# Tips for previous week



## TXqwi3812 (Oct 31, 2018)

Does anybody see tips from Fuber for the previous week or does Fuber pocket those? 

It seems like the Sunday night or early Monday morning trips where I know the pax will tip never show up once the pay statement is generated.


----------



## Merc7186 (Jul 8, 2017)

You mean these....









Maybe people just dont like.you.


----------



## TXqwi3812 (Oct 31, 2018)

Merc7186 said:


> You mean these....
> View attachment 292924
> 
> 
> Maybe people just dont like.you.


I agree the likability of me is suspect.

It just seems that if the tip doesn't come through by the time the pay statement is generated I know I won't be seeing it.

So your screenshot is just proving you get tips or that those are tips given after the pay statement?

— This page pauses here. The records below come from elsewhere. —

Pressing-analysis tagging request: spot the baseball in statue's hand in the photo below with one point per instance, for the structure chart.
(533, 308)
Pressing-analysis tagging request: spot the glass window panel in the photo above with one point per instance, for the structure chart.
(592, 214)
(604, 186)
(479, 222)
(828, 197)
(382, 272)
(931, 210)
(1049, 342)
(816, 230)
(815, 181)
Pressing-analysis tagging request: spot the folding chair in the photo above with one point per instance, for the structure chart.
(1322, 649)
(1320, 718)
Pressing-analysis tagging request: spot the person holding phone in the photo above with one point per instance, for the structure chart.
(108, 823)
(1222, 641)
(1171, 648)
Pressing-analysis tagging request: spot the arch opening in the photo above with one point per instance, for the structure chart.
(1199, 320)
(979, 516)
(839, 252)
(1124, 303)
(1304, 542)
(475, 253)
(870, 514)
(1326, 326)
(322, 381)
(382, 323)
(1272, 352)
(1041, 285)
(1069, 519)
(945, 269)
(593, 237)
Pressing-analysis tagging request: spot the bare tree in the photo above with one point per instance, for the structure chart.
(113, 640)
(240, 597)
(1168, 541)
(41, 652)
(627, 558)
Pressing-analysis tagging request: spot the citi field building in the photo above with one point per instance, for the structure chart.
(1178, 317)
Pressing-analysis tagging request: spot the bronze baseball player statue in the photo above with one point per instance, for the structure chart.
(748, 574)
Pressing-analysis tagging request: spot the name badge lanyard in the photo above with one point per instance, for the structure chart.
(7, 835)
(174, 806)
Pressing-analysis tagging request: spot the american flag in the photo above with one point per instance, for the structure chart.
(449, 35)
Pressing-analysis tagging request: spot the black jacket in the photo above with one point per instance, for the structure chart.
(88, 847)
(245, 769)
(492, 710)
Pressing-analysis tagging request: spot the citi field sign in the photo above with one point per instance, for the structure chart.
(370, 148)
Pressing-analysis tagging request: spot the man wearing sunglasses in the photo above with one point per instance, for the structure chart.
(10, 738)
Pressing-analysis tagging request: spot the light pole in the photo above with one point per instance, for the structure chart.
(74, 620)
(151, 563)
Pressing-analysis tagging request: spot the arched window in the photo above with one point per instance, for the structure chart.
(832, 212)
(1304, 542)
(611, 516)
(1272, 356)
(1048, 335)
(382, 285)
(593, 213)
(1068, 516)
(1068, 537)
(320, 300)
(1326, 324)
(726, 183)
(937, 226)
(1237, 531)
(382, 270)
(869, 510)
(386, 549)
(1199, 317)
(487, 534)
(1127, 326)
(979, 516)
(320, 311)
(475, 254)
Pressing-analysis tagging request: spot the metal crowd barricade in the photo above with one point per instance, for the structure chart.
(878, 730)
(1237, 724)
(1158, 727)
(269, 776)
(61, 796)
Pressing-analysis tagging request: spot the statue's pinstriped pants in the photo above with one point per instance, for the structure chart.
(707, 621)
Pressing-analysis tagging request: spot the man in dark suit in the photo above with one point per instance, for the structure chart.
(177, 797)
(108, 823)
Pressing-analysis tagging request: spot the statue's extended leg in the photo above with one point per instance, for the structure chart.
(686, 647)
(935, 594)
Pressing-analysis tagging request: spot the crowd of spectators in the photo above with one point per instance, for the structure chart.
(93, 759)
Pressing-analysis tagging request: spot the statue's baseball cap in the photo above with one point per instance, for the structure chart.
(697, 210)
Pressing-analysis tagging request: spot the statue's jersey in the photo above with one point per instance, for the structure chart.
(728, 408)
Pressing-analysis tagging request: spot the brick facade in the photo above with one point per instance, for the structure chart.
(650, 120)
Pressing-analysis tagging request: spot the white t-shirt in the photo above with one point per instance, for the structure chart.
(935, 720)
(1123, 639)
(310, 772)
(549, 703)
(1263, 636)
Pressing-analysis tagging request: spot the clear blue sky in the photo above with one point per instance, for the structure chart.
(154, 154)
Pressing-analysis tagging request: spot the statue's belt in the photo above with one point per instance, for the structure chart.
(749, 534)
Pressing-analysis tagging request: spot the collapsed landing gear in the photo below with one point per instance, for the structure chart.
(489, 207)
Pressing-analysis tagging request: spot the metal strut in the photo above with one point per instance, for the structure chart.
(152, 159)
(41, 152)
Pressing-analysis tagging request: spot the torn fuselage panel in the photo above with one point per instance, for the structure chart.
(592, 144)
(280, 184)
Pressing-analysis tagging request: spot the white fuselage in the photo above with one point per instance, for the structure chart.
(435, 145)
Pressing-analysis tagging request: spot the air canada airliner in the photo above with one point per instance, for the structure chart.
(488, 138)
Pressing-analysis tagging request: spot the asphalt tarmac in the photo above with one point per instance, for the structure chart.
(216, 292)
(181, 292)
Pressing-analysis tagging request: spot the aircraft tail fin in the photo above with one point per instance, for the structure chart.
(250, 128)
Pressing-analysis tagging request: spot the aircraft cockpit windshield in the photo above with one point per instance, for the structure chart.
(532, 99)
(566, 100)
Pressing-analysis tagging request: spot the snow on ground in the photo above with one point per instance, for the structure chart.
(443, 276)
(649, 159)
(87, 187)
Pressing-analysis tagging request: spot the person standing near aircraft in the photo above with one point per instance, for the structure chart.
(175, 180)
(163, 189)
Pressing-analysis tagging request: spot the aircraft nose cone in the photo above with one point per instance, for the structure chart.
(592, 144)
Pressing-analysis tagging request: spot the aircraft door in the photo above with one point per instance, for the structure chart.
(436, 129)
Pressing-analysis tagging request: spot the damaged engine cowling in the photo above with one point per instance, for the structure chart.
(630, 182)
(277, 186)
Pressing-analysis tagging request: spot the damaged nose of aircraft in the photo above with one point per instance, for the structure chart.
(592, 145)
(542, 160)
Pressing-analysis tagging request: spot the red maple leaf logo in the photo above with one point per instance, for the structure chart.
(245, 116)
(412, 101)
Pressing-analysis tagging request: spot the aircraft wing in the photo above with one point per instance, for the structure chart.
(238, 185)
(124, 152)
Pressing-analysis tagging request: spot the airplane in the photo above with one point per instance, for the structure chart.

I do get tips by the way but not enough in my opinion with these paxhole cheapskates.


----------



## goneubering (Aug 17, 2017)

TXqwi3812 said:


> I agree the likability of me is suspect.
> 
> It just seems that if the tip doesn't come through by the time the pay statement is generated I know I won't be seeing it.
> 
> ...


It's you.


----------



## 2Cents (Jul 18, 2016)

Maybe you should Fübrlize them in order to prevent from being matched up with them again








.


----------



## FLKeys (Dec 27, 2018)

I have seen tips show up in the following week several times. Can I be sure Uber is not keeping some of them, no. However Uber is trying to go public and I am sure their books are under heavy scrutiny. It would not be in their best interest to do this. That said I guess you really never know.


----------